Fandoms: Star Trek Voyager, X-Men Movieverse, Smallville, Queer as Folk, Dr.Who (9 and 10), Stargate:Atlantis, Due South, pretty much any movie or book I've mentioned, or any fic or series I wrote that you just want to see a quickie on.

You know, this is either going to be very fun or really surprisingly hard. I feel experimental.

(Child wants to build a backyard wind-powered house. I need something not-scary in my life.)
Page 1 of 2 << [1] [2] >>

From: [identity profile] scarletts-awry.livejournal.com Date: 2008-10-29 03:22 pm (UTC)
Five things John Sheppard got in trouble for as a kid. :-)

From: [identity profile] seperis.livejournal.com Date: 2008-10-29 04:00 pm (UTC)
*grins* Okay, lessee....

1.) Preschool: John discovered scissors and the power of glue to create new and interesting experiments in hair styles. Despite a ten minute time out and a six week buzz cut, he's never quite gotten over that particular look.

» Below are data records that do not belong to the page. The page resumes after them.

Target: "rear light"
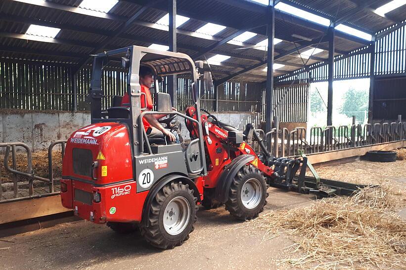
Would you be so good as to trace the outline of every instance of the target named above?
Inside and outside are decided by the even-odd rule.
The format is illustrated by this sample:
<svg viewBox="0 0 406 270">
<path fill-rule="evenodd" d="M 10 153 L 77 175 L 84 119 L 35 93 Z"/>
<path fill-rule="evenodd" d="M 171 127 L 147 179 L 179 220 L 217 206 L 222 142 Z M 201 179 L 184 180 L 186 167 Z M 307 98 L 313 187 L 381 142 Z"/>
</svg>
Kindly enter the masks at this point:
<svg viewBox="0 0 406 270">
<path fill-rule="evenodd" d="M 65 183 L 61 182 L 61 192 L 66 192 L 68 191 L 68 185 Z"/>
<path fill-rule="evenodd" d="M 100 193 L 98 192 L 95 192 L 93 193 L 93 200 L 94 202 L 100 202 L 100 201 L 101 200 L 101 195 L 100 194 Z"/>
</svg>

(Rodney realizes a lot about John's sense of style can be traced back to art class, which just proves how useless art really is.)

2.) Third Grade: What started as an off-the-cuff remark on velocity by the substitute teacher ended after a two hour stand-off involving John, a roof, a bicycle, and something to prove. John figures his issues with authority started there, because really, how else was he supposed to interpret "John, if you really think you can fly, prove it." That's two weeks of detention and two days of no sitting he's not forgetting in a hurry.

(Rodney stops listing John's Darwin entries after that. It's just too depressing.)

3.) Fifth Grade: John achieves flight for a total of five glorious seconds before he meets gravity and finds it's not friendly. One broken leg and six weeks grounding, though, are totally worth it; he always knew he was meant to fly. Now he just had to figure out how to land.

(Rodney asks John to stop telling him heartwarming stories of his youth. Please.)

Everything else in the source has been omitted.